My Dearest Moo Moo Cow,
A good Wednesday afternoon to you. And I am guessing that you have missed your lunch again. Am I correct?
Stumbled on this blog posting on The Bigpicture
The market hazards are simply put as as..
- • U.S. consumer spending dives. Perhaps the surest ticket to a bear market in stocks would be for Americans to close their wallets — either because they're spent out or because they're nervous about their finances or their job outlook.
This is so obvious that it might well be overlooked as a risk. Investors have no recent experience with a consumer-led recession. The last one was 17 years ago, in 1990. The 2001 recession, by contrast, was led by a plunge in business outlays.
• Corporate earnings shrink. Wall Street is fully expecting a slowdown in profit growth this year with a weaker domestic economy. But an outright decline in earnings might be a shock investors couldn't handle.
Bad news: The margin of safety is dwindling. Total operating earnings of the Standard & Poor's 500 companies are expected to rise a mere 4.3% this quarter from a year earlier, according to analyst estimates tracked by Thomson Financial. That would be less than half the pace of the fourth quarter and the slowest growth in nearly five years.
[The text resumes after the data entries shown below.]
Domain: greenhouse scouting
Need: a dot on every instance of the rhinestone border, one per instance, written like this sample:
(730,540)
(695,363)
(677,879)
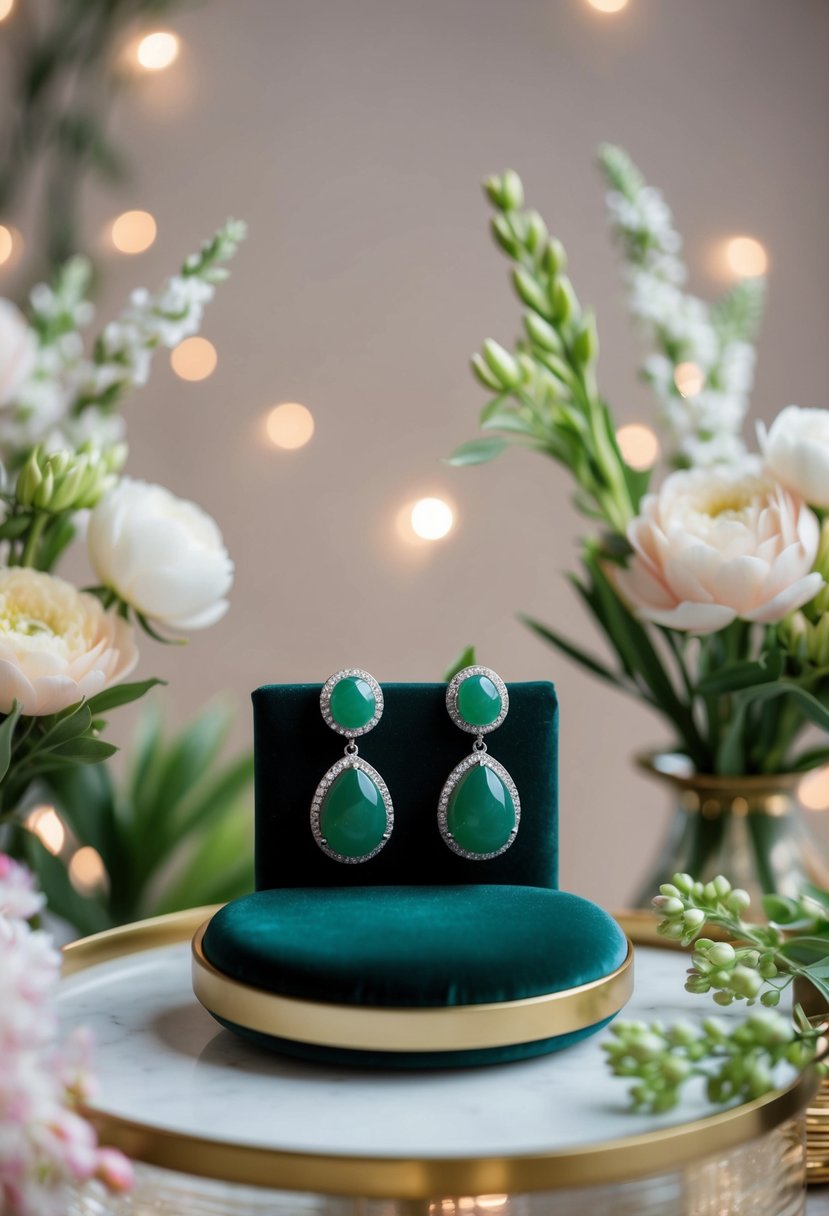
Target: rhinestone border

• The dollar's value tanks. The U.S. economy has been built on foreign money over the last two decades. Massive inflows of capital from overseas have been needed to cover the nation's trade and budget deficits. Other countries' saving underwrites our spending.
What would happen if foreigners lost their appetite for U.S. assets? Granted, that question has been asked so many times since 1990 that Wall Street is downright bored with it. Which means that a dollar crisis would be exactly the kind of thing to catch most investors by surprise. A fast slide in the buck could be a sign that the allure of U.S. investments is fading with foreigners.
Would you agree with what the LA Times author, Tom Petruno, has written?